The first-order Taylor series approximation would be:

$f\left(x_{i+1}\right)=f\left(x_i\right)+f\text{'}\left(x_i\right)\left(x_{i+1}-x_i\right)$

Now replace 1 for $x_{i+1}$ and 0.2 for $x_i$ to obtain,

$\begin{array}{c}f\left(1\right)=f\left(0.2\right)+f\text{'}\left(0.2\right)\left(1-0.2\right)\\ =e^{-0.2}-e^{-0.2}\left(0.8\right)\\ =0.16375\end{array}$

The first order approximation gives 0.16375.

Thus,

$\begin{array}{c}\left|{\xi }_t\right|=\left|\frac{0.36788-0.16375}{0.36788}\right|\times 100\%\\ =55.49\%\end{array}$

The relative percentage error at this stage is 55.49%.
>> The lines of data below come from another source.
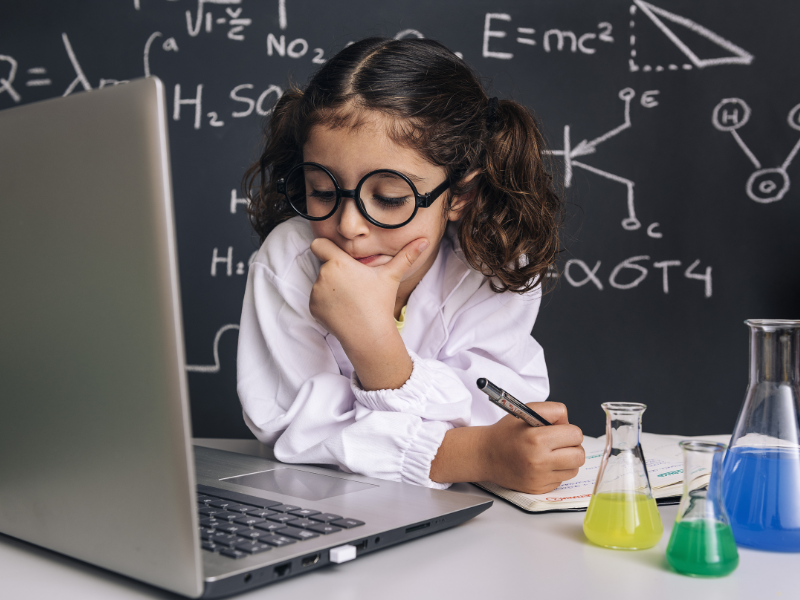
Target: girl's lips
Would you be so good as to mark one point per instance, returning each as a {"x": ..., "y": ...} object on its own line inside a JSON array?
[{"x": 368, "y": 259}]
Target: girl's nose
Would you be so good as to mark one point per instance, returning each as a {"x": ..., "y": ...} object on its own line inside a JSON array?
[{"x": 351, "y": 222}]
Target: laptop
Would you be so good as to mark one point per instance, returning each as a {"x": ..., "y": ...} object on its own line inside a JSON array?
[{"x": 96, "y": 454}]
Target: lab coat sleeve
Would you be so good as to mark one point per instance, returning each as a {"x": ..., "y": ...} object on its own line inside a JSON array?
[
  {"x": 489, "y": 337},
  {"x": 294, "y": 396}
]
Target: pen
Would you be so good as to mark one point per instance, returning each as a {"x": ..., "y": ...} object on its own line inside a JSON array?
[{"x": 510, "y": 404}]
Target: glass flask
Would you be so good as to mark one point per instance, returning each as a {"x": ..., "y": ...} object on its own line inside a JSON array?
[
  {"x": 762, "y": 468},
  {"x": 702, "y": 542},
  {"x": 622, "y": 513}
]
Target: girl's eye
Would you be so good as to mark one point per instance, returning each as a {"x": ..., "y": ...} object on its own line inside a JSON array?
[
  {"x": 390, "y": 202},
  {"x": 323, "y": 196}
]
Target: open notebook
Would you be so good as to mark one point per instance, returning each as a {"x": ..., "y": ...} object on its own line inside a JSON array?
[{"x": 663, "y": 456}]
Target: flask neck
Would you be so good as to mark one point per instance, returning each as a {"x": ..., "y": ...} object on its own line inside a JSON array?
[
  {"x": 774, "y": 353},
  {"x": 623, "y": 429}
]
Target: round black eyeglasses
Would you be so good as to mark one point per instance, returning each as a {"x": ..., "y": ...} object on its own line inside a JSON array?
[{"x": 385, "y": 197}]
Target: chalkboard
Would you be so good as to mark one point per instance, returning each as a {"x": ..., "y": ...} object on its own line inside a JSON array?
[{"x": 676, "y": 125}]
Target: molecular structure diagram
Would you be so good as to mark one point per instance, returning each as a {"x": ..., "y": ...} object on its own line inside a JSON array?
[
  {"x": 764, "y": 185},
  {"x": 571, "y": 152}
]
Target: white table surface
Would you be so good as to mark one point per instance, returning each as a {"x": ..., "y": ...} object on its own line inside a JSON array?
[{"x": 502, "y": 553}]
The second-order Taylor series approximation would be:

$f\left(x_{i+1}\right)=f\left(x_i\right)+f\text{'}\left(x_i\right)\left(x_{i+1}-x_i\right)+\frac{f\text{'}\text{'}\left(x_i\right)}{2}{\left(x_{i+1}-x_i\right)}^2$

Now replace 1 for $x_{i+1}$ and 0.2 for $x_i$ to obtain,

$\begin{array}{c}f\left(1\right)=f\left(0.2\right)+f\text{'}\left(0.2\right)\left(1-0.2\right)+\frac{f\text{'}\text{'}\left(0.2\right)}{2}{\left(1-0.2\right)}^2\\ =e^{-0.2}-e^{-0.2}\left(0.8\right)+e^{-0.2}\left(0.32\right)\\ =0.42574\end{array}$

The second order approximation gives 0.42574.

Thus,

$\begin{array}{c}\left|{\xi }_t\right|=\left|\frac{0.36788-0.42574}{0.36788}\right|\times 100\%\\ =15.73\%\end{array}$

The relative percentage error at this stage is 15.73%.
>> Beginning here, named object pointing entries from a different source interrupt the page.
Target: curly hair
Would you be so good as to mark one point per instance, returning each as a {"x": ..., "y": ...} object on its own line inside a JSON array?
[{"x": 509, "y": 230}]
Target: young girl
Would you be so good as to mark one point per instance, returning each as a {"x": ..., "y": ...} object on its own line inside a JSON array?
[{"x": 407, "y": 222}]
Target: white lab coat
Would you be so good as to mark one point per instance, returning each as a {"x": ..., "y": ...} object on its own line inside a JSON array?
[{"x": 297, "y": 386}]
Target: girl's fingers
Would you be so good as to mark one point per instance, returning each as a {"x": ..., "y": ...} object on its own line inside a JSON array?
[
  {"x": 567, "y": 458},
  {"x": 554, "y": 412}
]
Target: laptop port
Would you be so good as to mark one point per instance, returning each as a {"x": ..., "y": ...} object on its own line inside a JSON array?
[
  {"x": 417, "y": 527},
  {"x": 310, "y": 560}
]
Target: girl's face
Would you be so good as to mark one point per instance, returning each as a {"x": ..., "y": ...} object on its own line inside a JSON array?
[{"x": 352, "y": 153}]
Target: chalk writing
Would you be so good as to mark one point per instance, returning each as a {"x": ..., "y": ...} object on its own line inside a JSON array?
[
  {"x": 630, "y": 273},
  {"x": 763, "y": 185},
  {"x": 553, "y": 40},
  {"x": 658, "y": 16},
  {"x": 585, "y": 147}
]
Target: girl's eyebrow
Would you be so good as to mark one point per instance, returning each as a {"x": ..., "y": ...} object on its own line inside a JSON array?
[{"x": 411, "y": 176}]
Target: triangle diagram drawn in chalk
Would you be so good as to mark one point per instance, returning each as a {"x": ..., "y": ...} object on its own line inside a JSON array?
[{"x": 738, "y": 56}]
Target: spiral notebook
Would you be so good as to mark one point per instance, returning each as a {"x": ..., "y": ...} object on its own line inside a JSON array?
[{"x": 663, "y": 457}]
The third-order Taylor series approximation would be:

$f\left(x_{i+1}\right)=f\left(x_i\right)+f\text{'}\left(x_i\right)\left(x_{i+1}-x_i\right)+\frac{f\text{'}\text{'}\left(x_i\right)}{2}{\left(x_{i+1}-x_i\right)}^2+\frac{f^{\left(3\right)}\left(x_i\right)}{3!}{\left(x_{i+1}-x_i\right)}^3$

Now replace 1 for $x_{i+1}$ and 0.2 for $x_i$ to obtain,

$\begin{array}{c}f\left(1\right)=f\left(0.2\right)+f\text{'}\left(0.2\right)\left(1-0.2\right)+\frac{f\text{'}\text{'}\left(0.2\right)}{2}{\left(1-0.2\right)}^2+\frac{f^{\left(3\right)}\left(0.2\right)}{3!}{\left(1-0.2\right)}^3\\ =e^{-0.2}-e^{-0.2}\left(0.8\right)+e^{-0.2}\left(0.32\right)-e^{-0.2}\left(0.08533\right)\\ =0.35587\end{array}$

The third order approximation gives 0.35587.

Thus,

$\begin{array}{c}\left|{\xi }_t\right|=\left|\frac{0.36788-0.35587}{0.36788}\right|\times 100\%\\ =3.26\%\end{array}$

The relative percentage error at this stage is $3.26\%$.